Tools such as “moratoria, strengthened enforcement capacity, smart conservation policies, and improved transparency and accountability are effective in protecting forests — as evidenced by remarkable reductions in deforestation in various periods since 2004 when these tools have been employed in Indonesia, Ghana, Côte d’Ivoire, Gabon, Guyana, and Brazil,” the report notes.

However, the report points out, “some of these achievements have been reversed — notably in Brazil — or are at risk of being reversed as countries phase out or roll back policy gains through recent or proposed amendments.”

Since assuming office in 2019, far-right Brazilian President Jair Bolsonaro has accelerated the destruction of the Amazon rainforest, endangering the future of human beings and other species. Luiz Inácio Lula da Silva, his popular leftist opponent who was president from 2003 to 2010 when Brazil made progress toward halting deforestation, currently has a six percentage point lead in the polls ahead of Sunday’s runoff election.

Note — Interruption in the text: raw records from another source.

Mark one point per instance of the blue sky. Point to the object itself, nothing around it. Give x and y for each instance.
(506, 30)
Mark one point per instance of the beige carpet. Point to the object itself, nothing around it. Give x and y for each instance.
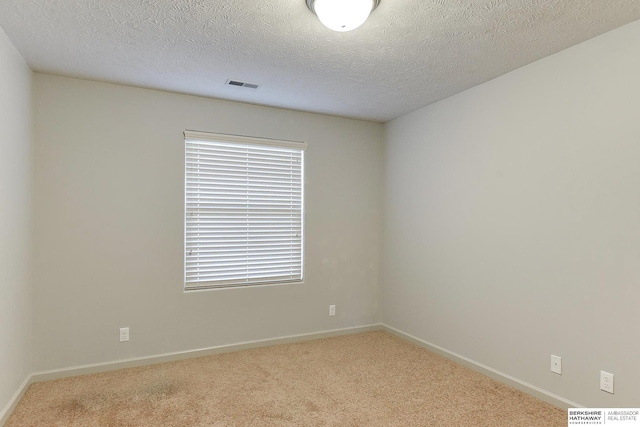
(367, 379)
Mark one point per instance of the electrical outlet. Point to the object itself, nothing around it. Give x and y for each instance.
(606, 382)
(556, 364)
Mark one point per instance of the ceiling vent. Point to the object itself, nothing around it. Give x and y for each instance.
(238, 83)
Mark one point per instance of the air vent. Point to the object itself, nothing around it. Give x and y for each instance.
(242, 84)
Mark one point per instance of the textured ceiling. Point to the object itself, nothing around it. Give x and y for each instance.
(410, 53)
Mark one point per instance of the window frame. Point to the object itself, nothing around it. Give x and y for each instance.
(258, 144)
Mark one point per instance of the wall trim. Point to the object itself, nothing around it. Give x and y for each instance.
(189, 354)
(13, 402)
(54, 374)
(525, 387)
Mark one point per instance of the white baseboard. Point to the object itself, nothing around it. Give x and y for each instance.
(530, 389)
(169, 357)
(6, 412)
(40, 376)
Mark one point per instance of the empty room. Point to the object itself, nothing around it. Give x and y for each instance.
(319, 212)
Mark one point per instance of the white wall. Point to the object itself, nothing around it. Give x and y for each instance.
(15, 220)
(109, 176)
(512, 221)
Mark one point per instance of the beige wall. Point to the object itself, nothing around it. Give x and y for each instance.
(15, 220)
(512, 221)
(109, 179)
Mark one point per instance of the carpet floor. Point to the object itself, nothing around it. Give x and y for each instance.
(366, 379)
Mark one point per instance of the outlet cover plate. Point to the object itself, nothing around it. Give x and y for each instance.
(556, 364)
(606, 382)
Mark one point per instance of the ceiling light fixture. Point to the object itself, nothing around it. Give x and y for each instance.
(342, 15)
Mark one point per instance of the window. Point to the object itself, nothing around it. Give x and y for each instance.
(243, 211)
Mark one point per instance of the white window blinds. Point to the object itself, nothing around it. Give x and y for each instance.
(243, 210)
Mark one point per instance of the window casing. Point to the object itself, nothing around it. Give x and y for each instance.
(244, 222)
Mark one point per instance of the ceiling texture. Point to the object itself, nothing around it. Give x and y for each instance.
(410, 53)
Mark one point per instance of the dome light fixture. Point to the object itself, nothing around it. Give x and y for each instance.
(342, 15)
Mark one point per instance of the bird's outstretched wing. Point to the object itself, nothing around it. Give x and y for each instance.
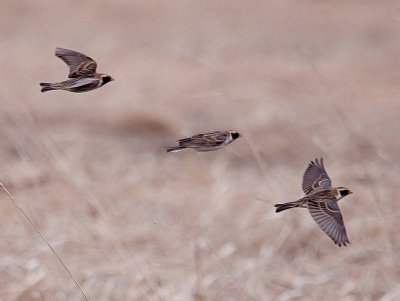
(315, 177)
(328, 217)
(204, 140)
(79, 64)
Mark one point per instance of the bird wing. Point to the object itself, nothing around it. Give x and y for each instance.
(82, 83)
(315, 177)
(204, 140)
(328, 217)
(79, 64)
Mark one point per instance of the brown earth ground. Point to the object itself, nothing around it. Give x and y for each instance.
(299, 80)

“The Brazilian elections are not just about the future of Brazil, the result will have an impact on all of humanity,” Paul Morozzo, senior food and forests campaigner at Greenpeace U.K., said earlier this month. “If we lose the Amazon, we lose the fight against the climate crisis.”

While the report is focused on forest ecosystems, the authors stress that “globally, terrestrial and coastal ecosystems including savannas, grasslands, scrublands, and wetlands are all under threat of conversion and degradation.”

“Countering this threat for all ecosystems is essential to meeting global climate and biodiversity goals” and “will require a drastic reduction in the conversion and degradation of all natural ecosystems and a very large increase in restoration and reforestation activities, which must be pursued through equitable and inclusive measures,” they continue.

The report adds that “nothing less than a radical transformation of development pathways, finance flows, and governance effectiveness and enforcement will be required to shift the world’s forest trajectory to attain the 2030 goals.”